Ce mot résonnait avec agacement dans sa tête. Soudain, sans motif, il donna un grand coup de pied dans le mur. Et le mur s’écroula. Il fut étonné de sa faculté à détruire, en une fraction de secondes, ce qu’il avait fallu plusieurs fractions de secondes à construire. Troublé, il empila les briques une à une et reconstruisit le muret. Puis, il resta un long moment interrogatif devant son oeuvre. Quelque chose avait été modifié dans le concept global. Le mur n’était plus le même. L’harmonie des couleurs avait disparu. Il avait changé l’emplacement des briques, malgré lui. Malgré lui, il avait conçu un assemblage nouveau. Et l’œuvre parvenait à tenir debout, nonobstant cette modification. Il était possible de créer un nouveau muret, en remplaçant juste les couleurs. Alors, Jon.W donna un autre coup de pied dans le muret qui s’effondra. Il voulait répéter l’expérience, car il voulait être sûr qu’il était bien à l’origine de cette modification. Il passa ainsi de longues fractions de secondes à détruire et reconstruire en alternance le muret, jusqu’à être convaincu de son intervention sur le bouleversement de l’œuvre.

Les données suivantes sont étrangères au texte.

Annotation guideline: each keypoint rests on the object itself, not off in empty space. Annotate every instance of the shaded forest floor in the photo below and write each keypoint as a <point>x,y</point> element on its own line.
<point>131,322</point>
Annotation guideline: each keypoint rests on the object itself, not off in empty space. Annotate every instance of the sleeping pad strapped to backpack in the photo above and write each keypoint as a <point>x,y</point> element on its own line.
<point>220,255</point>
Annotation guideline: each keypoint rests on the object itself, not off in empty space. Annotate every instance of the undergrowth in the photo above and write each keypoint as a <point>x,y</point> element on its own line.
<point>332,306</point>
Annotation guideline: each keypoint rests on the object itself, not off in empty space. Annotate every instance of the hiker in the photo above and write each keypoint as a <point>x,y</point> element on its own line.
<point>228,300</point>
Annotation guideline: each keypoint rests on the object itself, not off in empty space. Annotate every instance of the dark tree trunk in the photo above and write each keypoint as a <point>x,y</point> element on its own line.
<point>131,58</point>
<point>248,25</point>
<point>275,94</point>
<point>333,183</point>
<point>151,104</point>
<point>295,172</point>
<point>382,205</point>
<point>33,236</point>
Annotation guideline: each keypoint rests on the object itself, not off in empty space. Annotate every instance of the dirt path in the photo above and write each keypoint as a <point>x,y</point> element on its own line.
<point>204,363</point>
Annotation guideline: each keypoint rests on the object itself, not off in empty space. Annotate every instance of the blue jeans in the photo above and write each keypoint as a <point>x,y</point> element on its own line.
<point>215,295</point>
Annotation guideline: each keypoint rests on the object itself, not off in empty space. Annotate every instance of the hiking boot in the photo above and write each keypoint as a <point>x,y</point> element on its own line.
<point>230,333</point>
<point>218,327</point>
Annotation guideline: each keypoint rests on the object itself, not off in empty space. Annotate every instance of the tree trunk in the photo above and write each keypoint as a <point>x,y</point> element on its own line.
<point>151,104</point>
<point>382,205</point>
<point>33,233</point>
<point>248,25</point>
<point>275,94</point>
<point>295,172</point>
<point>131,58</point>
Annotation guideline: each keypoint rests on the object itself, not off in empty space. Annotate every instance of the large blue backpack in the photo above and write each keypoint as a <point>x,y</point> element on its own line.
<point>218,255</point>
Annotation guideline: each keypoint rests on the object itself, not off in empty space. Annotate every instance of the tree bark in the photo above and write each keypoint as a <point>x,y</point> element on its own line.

Puis il rentra chez lui, réitéra l’essai sur les cubes que ses parents privilégiés avaient mis vainement à sa disposition jusque-là, pour développer sa créativité. Et il s’aperçut avec émerveillement que les cubes de couleurs, qu’il avait toujours empilés d’une seule manière, pouvaient tenir verticalement même emboîtés à l’envers. Puis il donna un grand coup de pied dans la pile, avant de la reconstituer.

Cette fois ce fut son père privilégié qui l’étreignit en murmurant

Mon chéri !

d’un ton inhabituel. Jon.W en conclut qu’il appréciait autant les enchevêtrements de cubes que sa mère adorait les cœurs en pois chiches et en graines de maïs.